Fell in Love with a Girl

With high expectations, Jack and Meg delivered an even more acclaimed and commercially successful follow-up with 2003’s Elephant. It was Jack’s first visit to the top ten in the U.S. and in the UK it was not only The White Stripes’ first charting album, but went to #1. It also is the best-selling title of White’s catalog with more than 5 million sales worldwide. Like its predecessor, it also ranks in the DMDB’s top 1000 albums of all time and one of the top 100 albums of the 2000s. It was also named Album of the Year by Mojo, NME, Q, and Spin magazines.

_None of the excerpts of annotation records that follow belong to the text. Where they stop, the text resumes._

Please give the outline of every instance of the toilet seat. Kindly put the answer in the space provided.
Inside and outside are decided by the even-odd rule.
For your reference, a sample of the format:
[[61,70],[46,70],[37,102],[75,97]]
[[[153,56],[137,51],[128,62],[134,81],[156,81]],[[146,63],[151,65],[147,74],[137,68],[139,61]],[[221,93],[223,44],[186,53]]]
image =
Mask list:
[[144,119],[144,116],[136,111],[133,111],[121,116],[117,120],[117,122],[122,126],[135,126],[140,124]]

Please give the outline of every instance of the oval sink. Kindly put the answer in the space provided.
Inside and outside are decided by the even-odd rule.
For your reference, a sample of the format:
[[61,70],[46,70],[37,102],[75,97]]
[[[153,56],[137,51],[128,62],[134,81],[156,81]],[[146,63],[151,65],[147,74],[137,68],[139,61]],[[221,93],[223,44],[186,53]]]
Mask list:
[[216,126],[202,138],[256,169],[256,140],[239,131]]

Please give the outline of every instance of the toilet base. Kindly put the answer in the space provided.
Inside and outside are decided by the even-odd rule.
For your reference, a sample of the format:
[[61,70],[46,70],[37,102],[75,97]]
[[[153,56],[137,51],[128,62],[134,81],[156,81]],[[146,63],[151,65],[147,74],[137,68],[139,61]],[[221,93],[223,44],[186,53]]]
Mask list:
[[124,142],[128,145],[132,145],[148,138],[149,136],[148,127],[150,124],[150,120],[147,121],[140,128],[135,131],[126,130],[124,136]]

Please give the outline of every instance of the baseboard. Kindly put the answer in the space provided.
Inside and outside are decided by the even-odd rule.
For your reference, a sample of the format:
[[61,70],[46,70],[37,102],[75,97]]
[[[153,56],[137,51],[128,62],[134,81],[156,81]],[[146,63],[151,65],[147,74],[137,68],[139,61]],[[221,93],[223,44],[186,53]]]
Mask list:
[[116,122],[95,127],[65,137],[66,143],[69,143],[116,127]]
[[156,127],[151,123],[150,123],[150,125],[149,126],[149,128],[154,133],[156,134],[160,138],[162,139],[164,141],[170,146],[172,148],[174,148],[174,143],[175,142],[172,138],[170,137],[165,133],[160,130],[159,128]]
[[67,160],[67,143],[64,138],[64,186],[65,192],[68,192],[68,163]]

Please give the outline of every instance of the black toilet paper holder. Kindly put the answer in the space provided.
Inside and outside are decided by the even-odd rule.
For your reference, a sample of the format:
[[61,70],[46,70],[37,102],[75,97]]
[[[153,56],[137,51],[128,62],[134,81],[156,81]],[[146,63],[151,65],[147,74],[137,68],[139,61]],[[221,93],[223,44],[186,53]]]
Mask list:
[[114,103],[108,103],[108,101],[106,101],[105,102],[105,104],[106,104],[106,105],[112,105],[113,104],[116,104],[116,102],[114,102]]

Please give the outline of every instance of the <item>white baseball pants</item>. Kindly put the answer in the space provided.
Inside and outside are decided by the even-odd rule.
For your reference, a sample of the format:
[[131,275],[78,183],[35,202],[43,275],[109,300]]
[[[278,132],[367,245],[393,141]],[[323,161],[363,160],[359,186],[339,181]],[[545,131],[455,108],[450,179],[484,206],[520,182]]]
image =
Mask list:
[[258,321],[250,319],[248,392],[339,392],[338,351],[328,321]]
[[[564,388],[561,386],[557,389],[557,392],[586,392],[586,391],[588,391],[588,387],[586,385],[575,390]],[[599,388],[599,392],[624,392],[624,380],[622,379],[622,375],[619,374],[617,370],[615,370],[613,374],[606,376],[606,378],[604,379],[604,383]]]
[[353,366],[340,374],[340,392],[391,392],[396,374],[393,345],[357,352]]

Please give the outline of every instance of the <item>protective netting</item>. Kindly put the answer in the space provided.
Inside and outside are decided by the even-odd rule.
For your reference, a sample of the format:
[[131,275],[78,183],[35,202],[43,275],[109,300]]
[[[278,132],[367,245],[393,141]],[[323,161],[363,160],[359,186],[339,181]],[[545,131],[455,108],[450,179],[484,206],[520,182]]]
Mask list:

That album spawned Jack’s most celebrated song – “Seven Nation Army.” The DMDB ranks it as one of the top 100 song of the 21st century and one of the top 1000 songs of all time. It also rates as one of the top 100 alternative rock songs of all time and makes best-of lists from Blender, NME, and Q magazines.

Seven Nation Army

Two more White Stripes albums followed – Get Behind Me Satan (2005) and Icky Thump (2007). Like Elephant, they both won the Grammy Award for Alternative Album of the Year. The latter was White’s second #1 album in the UK.

The Raconteurs, image from nme.com

In between those albums, White formed another band, The Raconteurs, with The Greenhornes’ Jack Lawrence and Patrick Keeler as well as solo artist Brendan Benson. That group released two albums – 2006’s Broken Boy Soldiers and 2008’s Consolers of the Lonely. Both were top ten albums in the U.S. and U.K.

The Dead Weather, image from last.fm

Not content to limit his resume to two groups, White also formed The Dead Weather. Lawrence came along from The Raconteurs and Dean Fertita, guitarist and keyboardist for Queens of the Stone Age, entered the picture. White actually took a back seat as the drummer and put The Kills’ Alison Mosshart up front. That group also released two albums – 2009’s Horehound and 2010’s Sea of Cowards. Both were top ten albums in the U.S., but neither made the top ten in the U.K.

Outside of his group projects, White contributed five solo cuts to the Cold Mountain soundtrack in 2003. That same year, he was rumored to have collaborated with Electric Six on the songs “Danger! High Voltage” and “Gay Bar.” In 2008, he and Alicia Keys dueted on “Another Way to Die,” the theme song for the James Bond film Quantum of Solace. In 2009, he released his first official solo single “Fly Farm Blues,” which was written and recorded in 10 minutes during the filming of the documentary It Might Get Loud which featured White alongside Jimmy Page and The Edge discussing guitar. In 2010, White contributed vocals to three tracks for Danger Mouse’s Rome album.

Now, in 2012, White releases his first full-fledged solo album. Blunderbuss dropped on April 24, 2012. White wrote, recorded, and produced the entire album. January 30 saw the release of the album’s first single, “Love Interruption.” The second single, “Sixteen Saltines,” was released on March 13.